Отправляясь в Россию, я, конечно, знал, что в этой стране в 1917 году произошла революция и что за ней последовали годы Гражданской войны. Познакомившись с некоторыми русскими, я увидел, что страдания тех лет оставили глубокие, порой неизгладимые следы; Гражданская война была частой темой для разговора и любимым сюжетом для пьес, как, собственно, и сейчас. Я уверен, большинство русских не хотели новых революционных потрясений.
Поскольку, как я понял, русская революция закончилась, мне не приходило в голову, что страну ждет еще одно социальное потрясение, почти такое же глубокое и неприятное, как и первое. Я не предвидел ничего подобного и в то время недостаточно хорошо знал Россию, чтобы оценить значение этой второй русской революции, тогда как она проходила у меня на глазах.
Но теперь, оглядываясь назад, я понимаю, что события 1929 года и последующих лет были столь же революционными, как и периода после 1917 года. Я наблюдал второй общественный переворот вблизи и могу засвидетельствовать, что он принес столько смятения, горечи и страданий, что революция 1917 года вряд ли была хуже. Из этой второй революции выросла гражданская война нового типа, когда брат пошел на брата и русский на русского точно так же, как в предыдущее десятилетие. Трагедия второго социального потрясения в том, что ей, кажется, нет конца.
Наша семья приехала в Россию в то время, когда последствия первой революции и Гражданской войны были почти совсем устранены и люди вели довольно спокойную жизнь. Так было, по крайней мере, в нашем рудничном городке на Урале. В Кочкаре жизнь протекала довольно гладко в течение первых восемнадцати месяцев нашего пребывания. Жизнь, я бы сказал, была вполне естественной для не слишком благоустроенного рудничного городка; нам, во всяком случае, она казалась вполне терпимой и даже приятной.
Конечно, были трудности; невозможно было набрать тысячи совершенно неумелых рабочих, которые никогда не видели современной горной техники, и надеяться вести дела на механизированных рудниках без множества неудач.
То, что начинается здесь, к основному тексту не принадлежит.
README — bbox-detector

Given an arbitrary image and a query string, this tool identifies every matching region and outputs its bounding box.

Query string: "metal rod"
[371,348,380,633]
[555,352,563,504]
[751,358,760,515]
Я мог бы привести несколько примеров того, что случалось с дорогим импортным оборудованием на нашем американском руднике за то время, пока мы его запускали, от которых у инженера волосы встали бы дыбом.
У русских, как рабочих, так и коммунистов-управленцев, сложилось преувеличенное впечатление о возможностях американской техники; отказавшись от Бога, они поставили машины на место старых богов. И они даже не задумывались, что с этими машинами нужно бережно обращаться, чтобы те работали; оборудование на шахтах и повсюду в мире изнашивалось быстро, а у нас особенно, поскольку советские рабочие не имели представления о том, как обращаться с техникой.
Тем не менее, так или иначе, нам удалось запустить Кочкарский рудник, а также новую американскую обогатительную фабрику. Наше предприятие было самым прогрессивным в отрасли, и тысячи студентов проходили здесь практику, чтобы получить представление о механизированной добыче полезных ископаемых. Затем они сразу отправлялись на новое место работы и приступали к делу.
Я достаточно хорошо узнал советскую промышленность, чтобы понять, что роль человека, который управляет процессом, значительно больше, чем в Соединенных Штатах. Серебровский бывал повсюду и везде оставил свой след; его воспринимали как сурового, но справедливого диктатора и неукоснительно подчинялись его приказам. Серебровский доминировал над другими русскими отчасти благодаря своей неиссякаемой энергии, которая гораздо реже встречается у руководителей в России, чем в нашей стране. Добыча золота неуклонно росла как на рудниках, так и на россыпных месторождениях, новые методы и оборудование внедрялись настолько быстро, насколько можно было получить оборудование из-за рубежа и научить людей на нем работать.
Я добился того, что золотодобывающее предприятие Кочкара работало достаточно стабильно, чтобы его можно было на длительное время оставлять под контролем других руководителей, и меня стали постоянно посылать на другие рудники, инспектировать новые или восстанавливаемые предприятия и составлять программы их развития. Мое знание русского языка достигло такой степени, что я мог обходиться без переводчика, и это мне очень помогало. Я считаю, что значительная часть моих достижений в России была обусловлена именно знанием языка.
Первые задания за пределами Кочкара я получил еще до конца 1928 года, а в 1929 году инспекционные поездки стали регулярными. За это время я не только посетил все золотые рудники Южного Урала, но и побывал в Башкирии. Также я начал ездить в Казахстан, который позже стал одной из главных областей развития добычи не только золота, но и других важных полезных ископаемых, в частности угля, железа, свинца, цинка и меди. Для горного инженера было захватывающим опытом взглянуть на некоторые из этих месторождений в Казахстане, практически неизвестных в то время за пределами России, и убедиться, насколько важны некоторые из них.